Saturday, January 11, 2014

GRADUALLY THE WORLD: NEW AND SELECTED POEMS 1982-2013 by BURT KIMMELMAN

ALLEN BRAMHALL Reviews

Gradually the World: New and Selected Poems 1982-2013 by Burt Kimmelman
(BlazeVOX Books, Buffalo, N.Y., 2013)


Before I get to reviewing Burt Kimmelman's work here, and at the risk of being thought a Crankenstein, I want to write some about blurbs. They sit there in First Impression category. Most prospective readers will at least scan them, if not read them thoroughly. Yet blurbs, especially ones for poetry, can be so egregious.

Maybe poetry is just too ineffable for anyone to make effective blurbs. Robert Creeley tops the blurbs on the back of this book. It remains absolutely secure that if Creeley commends something, it is worth looking into. But the words quoted here—“A rare evocation... the wonder of the world in itself.”— seem limp and unspecific. This “wonder of the world itself” sound like crap, but we know Creeley has insight.

Most of the other blurbs render meaninglessness in awkward phrase, as well. Facebook has turned like into something at best imprecise and at worst, calculating and deceptive. Nonetheless, I just want to hear the blurbers say that they liked Kimmelman's book, period. That's enough to entice my interest. honest. Not soupy phrases that could attach to any po-book.

Which leads me to say that when reviewing a book, I want to highlight what may interest Gentle Reader. I hope you are gentle, this is a tender offering that we compute. Something has to be pretty bad in an artistic and expressive sense—impossibly so—for me to try to bar others from reading it. You can write the dissertation with elevated pros and cons. I just want to offer reasons to open the book. My thinking: every book should be opened. Anyway...

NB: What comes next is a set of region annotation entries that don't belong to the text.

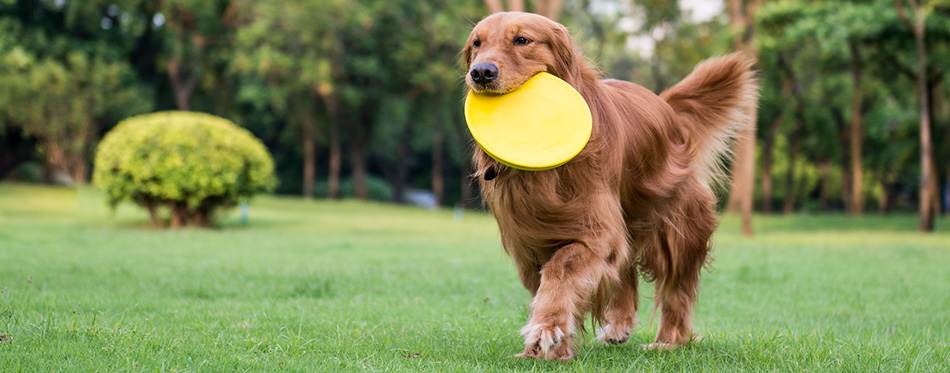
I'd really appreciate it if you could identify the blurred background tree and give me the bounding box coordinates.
[0,0,950,232]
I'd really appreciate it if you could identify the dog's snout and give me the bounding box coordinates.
[469,62,498,85]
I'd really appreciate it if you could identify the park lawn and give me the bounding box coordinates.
[0,184,950,371]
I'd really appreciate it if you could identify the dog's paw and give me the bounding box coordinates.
[514,337,574,361]
[521,323,564,355]
[643,342,680,351]
[514,346,544,359]
[597,324,633,345]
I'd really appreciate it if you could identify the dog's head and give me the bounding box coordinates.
[462,12,584,93]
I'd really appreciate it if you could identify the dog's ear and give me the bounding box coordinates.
[549,24,584,85]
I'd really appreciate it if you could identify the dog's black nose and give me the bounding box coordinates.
[469,62,498,85]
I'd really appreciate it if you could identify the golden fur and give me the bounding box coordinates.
[462,13,757,360]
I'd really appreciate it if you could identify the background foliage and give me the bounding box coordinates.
[0,0,950,222]
[94,111,276,227]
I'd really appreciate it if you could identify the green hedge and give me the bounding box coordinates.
[93,111,277,227]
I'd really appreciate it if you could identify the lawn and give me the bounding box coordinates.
[0,184,950,371]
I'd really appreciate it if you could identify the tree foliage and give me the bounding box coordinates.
[94,112,277,227]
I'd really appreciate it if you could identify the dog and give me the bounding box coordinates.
[461,12,758,360]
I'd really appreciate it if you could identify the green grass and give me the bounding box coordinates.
[0,184,950,371]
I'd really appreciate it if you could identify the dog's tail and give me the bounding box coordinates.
[660,53,759,183]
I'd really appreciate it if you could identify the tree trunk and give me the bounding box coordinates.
[324,96,343,199]
[845,43,864,216]
[818,159,831,211]
[762,54,796,214]
[141,198,165,228]
[838,118,854,213]
[782,119,801,215]
[432,123,445,205]
[943,164,950,218]
[168,201,188,229]
[166,57,200,111]
[300,109,317,199]
[894,0,936,232]
[350,125,369,200]
[877,179,893,214]
[914,10,936,232]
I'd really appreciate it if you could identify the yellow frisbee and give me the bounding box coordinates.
[465,73,592,171]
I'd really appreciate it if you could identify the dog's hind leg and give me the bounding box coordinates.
[647,193,716,348]
[597,264,640,345]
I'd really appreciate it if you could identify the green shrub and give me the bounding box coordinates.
[93,111,277,227]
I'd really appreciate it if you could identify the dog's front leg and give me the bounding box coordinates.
[519,243,606,360]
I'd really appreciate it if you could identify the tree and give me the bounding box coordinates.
[485,0,564,21]
[232,0,351,198]
[894,0,937,232]
[0,2,151,184]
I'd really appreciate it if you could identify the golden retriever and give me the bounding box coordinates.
[462,12,758,360]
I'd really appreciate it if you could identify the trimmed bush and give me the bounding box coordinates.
[93,111,277,228]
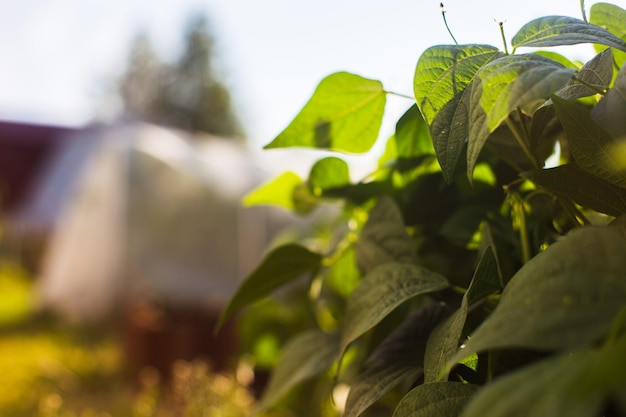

Burt Kimmelman's New and Selected Poems, 1982-2013, begins with the new stuff. Somehow that interested me. The new poems superficially look no different from the older ones. I mean, so many modern and post-modern writers start out rhyming or at least maintaining strict stanzas, later to spread across the page or otherwise free up the field. He doesn't have the rhyming scheme, but the first glance does not tell if a poem is old or new.

What does not free up the field for me is the glide of subordination. The sentence, to my eye, is a strong machine. A sentence should know its weight class. That means that the trailing weight of subordinate clauses should rate within the potential of the sentence to hold things above the murk. Here then is a rub.

When too many sentences trail into registered m-dashes and vigilant commas, you might be trailing into a marsh. Marshes are wonderful explosions of whatever is going on, but sometimes there's a sinking feeling.

Example: “Visiting the Nursing Home”. Stanzas are 5 lines long. First sentence goes to line 9. That's a stretch. It has one comma and one dash. That suggests a provoking extension. Second sentence starts mid-stanza, goes six lines, two commas. Third sentence goes eleven lines (plus partial line). Three commas, and a dash that could have been a period. This brings us to the second line of the final five-line stanza. Final sentence has a comma, and a dash. The word and appears six times in the poem, attenuating the sentences without quite Faulkner verve.

Nothing is wrong here, but couldn't it be righter if the sentence were more resolute in its boundaries? Here is the last sentence: “There are things / we must do while we / can, like make music / or this sad poem / —what is possible.” The lines are Creeley perfect, but the Frankenstein dash is a clumsy attachment in the clipped parlance of trying on poetry's shoes.

More successful, and dazzling, for me, is a poem like “Morning Light”, here:
Crocus
winding over
and over—

morning
light slides along
the current—

sleeping
birds under trees
on the shore.

The word “winding” seems curious to me, and that's a good thing. A Creeley measure moves the poem. Intrusions of the guy that has gotta write a poem don't seem apparent... That's the signal thing for me. Writers want to write, and we do. And in the conscious moment of writing, we write outside of the writing. I do that. So do you, Writer that reads this. Burt Kimmelman does it. Yet, saving grace, his dashes express from that very weight and clang, often and often again. You looking for Michael Jordan perfection? It don't exist. Ask Michael his own self.

Collected poems, we might expect, is warts and all. Selected too might show the human experiment of not quite hitting the mark. I don't mind at all offering up this selection as a field of interest, despite the areas where I criticize in negative tempo. Poetry happens in and out of our time, a mystery of suddenly and now. This is a work of excavation, investigation, and momentary excitement, the best kind.

*****

Allen Bramhall: Resident of Massachusetts. Attended Franconia College where I learned a great deal from Robert Grenier Maintain two blogs. Tributary, ruminative and often humourous, and Simple Theories, which collects my recent poetry as it is written.